Retour prévu au GP de Saint‑Marin en septembre
Après une chute à Barcelone en mai qui a coincé son pied gauche dans la Ducati de Pecco Bagnaia, Johann Zarco a annoncé une récupération suffisante pour s’élancer sur le circuit de Saint‑Marin dès le mois de septembre.
Une blessure réévaluée et une chirurgie écartée
Initialement menacé d’une opération du genou en raison de lésions ligamentaires, le pilote français a vu l’intervention repoussée puis annulée grâce à une guérison inattendue, même si une brûlure avait d’abord accru le risque d’infection.
Le kinésithérapeute de Zarco estime la situation « optimiste mais faisable », ce qui a permis à l’écurie LCR Honda de programmer un entraînement intensif et de fixer la date de son retour.

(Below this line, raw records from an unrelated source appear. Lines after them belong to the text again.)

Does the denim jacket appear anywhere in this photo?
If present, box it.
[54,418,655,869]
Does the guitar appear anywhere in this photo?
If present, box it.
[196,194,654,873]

Durant les premiers jours de convalescence, le coureur a séjourné auprès de sa famille en Provence avant de regagner son domicile en Andorre, où il partage régulièrement des images de son entraînement à vélo.
Programme de remise en forme et contraintes du genou
En salle de sport, Zarco augmente progressivement les charges sur la jambe blessée tout en limitant les actions à fort impact ; il a d’ailleurs pu remonter sur une moto sur le circuit d’Andorre‑Pas de la Casa vendredi dernier.
« Je ne peux plus pratiquer de sport d’appui, le padel est exclu », explique le pilote. « Le vélo et la musculation restent les principaux leviers pour maintenir ma condition physique ».
Les mouvements abrupts restent douloureux : le genou chauffe, gonfle et réagit fortement à la moindre secousse ou glissade, ce qui oblige Zarco à poser la articulation à terre dans les virages.
Une intervention chirurgicale demeure probable à plus long terme, ce qui signifie que le pilote arrivera à la compétition déjà légèrement diminué.
Perspectives pour la saison
Si la récupération continue sur cette trajectoire, Zarco devrait rejoindre le peloton dès le Grand Prix de Saint‑Marin, apportant à LCR Honda un renfort supplémentaire avant la seconde moitié du championnat MotoGP.
Le défi restant consiste à équilibrer progressivité de l’entraînement et gestion de la douleur, condition indispensable pour regagner le niveau d’intensité requis en piste.